Lyndon Stephens - Northern Ireland artist manager and music promoter
The Arts Council of Northern Ireland has learned with great sadness of the death of local artist manager, record label boss, booker and music promoter, Lyndon Stephens, who died this morning following an illness, at the age of fifty-two.
Lyndon Stephens was a high-profile artist manager, representing internationally-renowned singer-songwriters from Northern Ireland, including Ciaran Lavery, PORTS, Ryan Vail, Joshua Burnside and Malojian. In 2010 he launched the record label, Champion Sound Recordings, and the following year founded Champion Sound Music, an award-winning artist development and career management service based at the Oh Yeah Music Centre in Belfast. He sat on the board of the Northern Ireland Music Industry Commission, was a member of Belfast City Council’s Festivals Forum and, in 2019, became Regional Ambassador for the Association of Independent Music, helping to establish a rights holder-based association of music industry professionals in Northern Ireland.
In 2014, Lyndon established his second independent label, Quiet Arch, through which he championed local emerging musical talent, releasing recordings by a wide range of artists and genre, from folk to electo pop. The label produced many successful debut records and critically-acclaimed albums, such as ‘Ephrata’ by Joshua Burnside’s and ‘Let Bad In’ by Ciaran Lavery, both of which won the Northern Ireland Music Prize.
With the support of the Arts Council, he represented artists at the world’s largest music industry events, including Womex, the Folk Alliance in Kansas and South by Southwest in Austin, Texas. Attending such events, he was, in addition to promoting the careers of individual musicians, a key player in wider strategical moves to raise Northern Ireland’s reputation internationally as a source of outstanding musical talent.

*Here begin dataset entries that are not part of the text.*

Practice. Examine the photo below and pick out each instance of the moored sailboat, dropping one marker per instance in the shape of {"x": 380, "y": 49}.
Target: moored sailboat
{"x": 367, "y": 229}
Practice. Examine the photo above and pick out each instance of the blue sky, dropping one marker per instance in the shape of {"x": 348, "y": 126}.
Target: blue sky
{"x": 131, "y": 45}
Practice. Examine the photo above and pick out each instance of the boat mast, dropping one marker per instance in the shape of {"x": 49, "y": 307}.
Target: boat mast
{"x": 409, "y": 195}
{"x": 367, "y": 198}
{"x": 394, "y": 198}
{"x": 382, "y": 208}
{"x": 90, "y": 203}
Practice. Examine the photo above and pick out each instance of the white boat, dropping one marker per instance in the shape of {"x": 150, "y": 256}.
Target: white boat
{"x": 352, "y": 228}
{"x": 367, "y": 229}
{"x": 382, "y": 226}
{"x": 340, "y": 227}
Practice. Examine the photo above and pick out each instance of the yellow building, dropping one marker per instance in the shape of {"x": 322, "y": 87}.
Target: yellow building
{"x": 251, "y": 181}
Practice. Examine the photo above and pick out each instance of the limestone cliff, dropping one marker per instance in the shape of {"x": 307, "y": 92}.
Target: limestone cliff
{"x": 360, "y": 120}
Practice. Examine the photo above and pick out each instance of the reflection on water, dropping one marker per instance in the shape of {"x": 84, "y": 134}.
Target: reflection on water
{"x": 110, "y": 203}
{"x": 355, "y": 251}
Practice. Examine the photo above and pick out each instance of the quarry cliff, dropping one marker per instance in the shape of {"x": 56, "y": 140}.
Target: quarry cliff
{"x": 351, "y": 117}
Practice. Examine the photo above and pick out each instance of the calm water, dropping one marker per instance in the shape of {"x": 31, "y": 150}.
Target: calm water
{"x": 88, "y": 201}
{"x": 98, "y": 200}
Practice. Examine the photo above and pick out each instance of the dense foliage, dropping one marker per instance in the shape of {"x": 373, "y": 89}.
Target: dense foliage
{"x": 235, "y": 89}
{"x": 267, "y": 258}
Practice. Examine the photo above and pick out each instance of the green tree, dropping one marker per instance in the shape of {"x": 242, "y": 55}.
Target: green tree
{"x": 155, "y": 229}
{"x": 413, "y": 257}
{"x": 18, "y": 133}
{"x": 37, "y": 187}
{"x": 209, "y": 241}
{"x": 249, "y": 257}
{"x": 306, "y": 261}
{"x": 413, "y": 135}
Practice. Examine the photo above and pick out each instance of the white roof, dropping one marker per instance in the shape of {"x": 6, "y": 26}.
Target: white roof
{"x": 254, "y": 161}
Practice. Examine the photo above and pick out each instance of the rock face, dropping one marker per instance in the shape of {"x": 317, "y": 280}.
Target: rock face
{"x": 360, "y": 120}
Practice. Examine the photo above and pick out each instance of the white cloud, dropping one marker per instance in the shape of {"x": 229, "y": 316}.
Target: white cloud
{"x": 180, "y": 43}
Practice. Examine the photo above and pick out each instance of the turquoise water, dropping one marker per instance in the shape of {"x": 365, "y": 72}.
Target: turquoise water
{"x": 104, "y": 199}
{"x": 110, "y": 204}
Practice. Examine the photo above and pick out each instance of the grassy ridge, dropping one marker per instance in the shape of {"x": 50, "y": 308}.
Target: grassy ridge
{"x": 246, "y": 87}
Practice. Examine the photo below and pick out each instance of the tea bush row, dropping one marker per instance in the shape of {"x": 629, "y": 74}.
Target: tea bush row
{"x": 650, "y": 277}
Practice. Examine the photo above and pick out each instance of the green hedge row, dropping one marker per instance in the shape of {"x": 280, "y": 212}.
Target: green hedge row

Ciaran Scullion, Head of Music at the Arts Council of Northern Ireland, paid tribute:
“Lyndon was always a great ambassador for musical talent and creativity from Northern Ireland. He was one of the people at the centre of the music scene, helping to shape the musical landscape here and building up its reputation internationally. He was passionate about encouraging emerging talent and ensuring that local artists have the professional support they need to develop their careers to the next level. It was my pleasure to work with him at a number of international music industry events and I know how much his support meant to so many of our up-and-coming, and, with his help now established, singer-songwriters. Lyndon was simply part of the music fabric of Northern Ireland. He will be truly missed.”
Those wishing to celebrate Lyndon’s life are welcome to attend Roselawn crematorium on Wednesday 15th January at 5pm. Family flowers or donations to the Marie Curie hospice are welcomed.